Unlike other wood distressing techniques that produce random scratches, cracks, “worm” holes, and planer chatter, wire brushed distress creates a soft, weathered look. This is an effective treatment for those looking for a unique, subtle, gently worn appearance on the doors of their home.
Sun Mountain’s process involves using a wire brush machine to remove soft summerwood fibers of the wood, which accentuates the harder grains and results in fine brush markings along the grain. The process works best on softwoods such as Pine and Cedar, but also works well on some hardwoods such as White Oak. Wire brushing of Alder wood is discouraged as this results in a “fuzzy” texture rather than a clean brushed look. Very dense hardwoods like Hickory and Mahogany cannot be wire brushed.
Wire brushing is completed on the door’s individual components—stiles, rails, and panels—before the door is assembled. As such, it may create up to a 1/16” variation in the face plane of the door where stile and rail components are joined together. Sticking, applied mouldings, and other elements with sloping profiles are not wire brushed, so doors with square sticking and flat panels are the best choice for this treatment. Wire brushed distress can also be applied to door jambs, wood mouldings, and wood beams.

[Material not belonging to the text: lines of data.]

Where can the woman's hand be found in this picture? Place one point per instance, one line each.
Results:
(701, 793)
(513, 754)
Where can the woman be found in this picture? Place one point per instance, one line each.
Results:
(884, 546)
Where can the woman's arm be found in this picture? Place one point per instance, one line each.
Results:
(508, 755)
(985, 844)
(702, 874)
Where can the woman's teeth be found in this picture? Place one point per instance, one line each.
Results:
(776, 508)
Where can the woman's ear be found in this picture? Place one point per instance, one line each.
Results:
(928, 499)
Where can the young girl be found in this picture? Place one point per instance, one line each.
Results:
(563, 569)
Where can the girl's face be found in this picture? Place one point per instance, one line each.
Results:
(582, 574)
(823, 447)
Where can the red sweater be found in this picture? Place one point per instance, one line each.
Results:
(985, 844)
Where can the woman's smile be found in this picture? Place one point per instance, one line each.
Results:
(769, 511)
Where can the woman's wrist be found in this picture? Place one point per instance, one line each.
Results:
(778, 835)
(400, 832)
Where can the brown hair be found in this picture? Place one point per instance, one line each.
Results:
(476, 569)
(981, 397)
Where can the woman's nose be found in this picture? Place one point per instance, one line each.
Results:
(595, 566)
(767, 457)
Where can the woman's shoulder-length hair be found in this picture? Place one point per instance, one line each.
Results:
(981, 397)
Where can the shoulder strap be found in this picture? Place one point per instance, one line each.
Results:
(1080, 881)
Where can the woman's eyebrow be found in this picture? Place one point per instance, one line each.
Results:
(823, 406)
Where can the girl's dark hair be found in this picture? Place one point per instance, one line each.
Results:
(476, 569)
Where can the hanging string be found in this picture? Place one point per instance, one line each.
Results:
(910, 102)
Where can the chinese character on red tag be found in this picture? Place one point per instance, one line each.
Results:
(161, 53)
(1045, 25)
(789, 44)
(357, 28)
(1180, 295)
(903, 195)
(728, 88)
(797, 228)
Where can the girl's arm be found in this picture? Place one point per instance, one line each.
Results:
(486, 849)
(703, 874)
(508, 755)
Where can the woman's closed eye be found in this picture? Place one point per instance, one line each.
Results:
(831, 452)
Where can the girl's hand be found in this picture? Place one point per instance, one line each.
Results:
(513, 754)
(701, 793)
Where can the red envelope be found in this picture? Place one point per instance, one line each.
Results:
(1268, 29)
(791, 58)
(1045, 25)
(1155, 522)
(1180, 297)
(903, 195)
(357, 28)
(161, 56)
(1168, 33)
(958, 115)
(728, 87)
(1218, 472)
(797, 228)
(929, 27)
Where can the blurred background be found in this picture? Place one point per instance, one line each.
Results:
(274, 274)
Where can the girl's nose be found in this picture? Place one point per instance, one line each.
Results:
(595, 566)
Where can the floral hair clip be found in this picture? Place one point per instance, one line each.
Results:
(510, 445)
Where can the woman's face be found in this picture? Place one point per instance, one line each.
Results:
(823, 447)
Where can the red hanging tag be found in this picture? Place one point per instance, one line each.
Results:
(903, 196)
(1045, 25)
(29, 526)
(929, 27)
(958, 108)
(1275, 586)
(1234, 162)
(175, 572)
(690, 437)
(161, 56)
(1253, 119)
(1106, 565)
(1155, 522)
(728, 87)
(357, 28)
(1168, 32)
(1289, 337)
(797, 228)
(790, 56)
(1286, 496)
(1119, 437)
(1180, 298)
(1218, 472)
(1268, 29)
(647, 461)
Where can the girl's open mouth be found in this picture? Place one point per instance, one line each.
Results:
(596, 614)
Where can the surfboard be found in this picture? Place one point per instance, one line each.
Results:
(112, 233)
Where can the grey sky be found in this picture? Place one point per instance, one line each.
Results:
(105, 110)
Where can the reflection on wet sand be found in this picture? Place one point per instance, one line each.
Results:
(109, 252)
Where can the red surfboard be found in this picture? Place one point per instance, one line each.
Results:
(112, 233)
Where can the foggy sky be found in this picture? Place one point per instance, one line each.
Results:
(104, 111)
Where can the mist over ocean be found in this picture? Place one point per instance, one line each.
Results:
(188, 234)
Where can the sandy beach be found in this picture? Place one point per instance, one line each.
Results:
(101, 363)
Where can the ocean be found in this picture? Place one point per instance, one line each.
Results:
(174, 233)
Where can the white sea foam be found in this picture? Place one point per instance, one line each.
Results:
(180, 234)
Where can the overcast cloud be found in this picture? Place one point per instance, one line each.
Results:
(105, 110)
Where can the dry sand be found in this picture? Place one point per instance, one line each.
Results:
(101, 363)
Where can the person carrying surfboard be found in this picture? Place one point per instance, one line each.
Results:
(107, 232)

Sun Mountain is renowned for its wood finishing, offering a broad selection of standard stains and glazes, or custom color matching to taste. The glaze is a compound (typically dark in pigment) that is hand-wiped on and off the stained door, shadowing profiles and edges to add visual depth. On wire brushed distress products, the glaze fills the fine brush markings, darkening the wood and making the product appear dark brown or black. Thus, with the exception of very light glaze colors (such as Sun Mountain’s Grays Peak and Glacier Point glazes), glaze finishes are not recommended on products with wire brushed distress.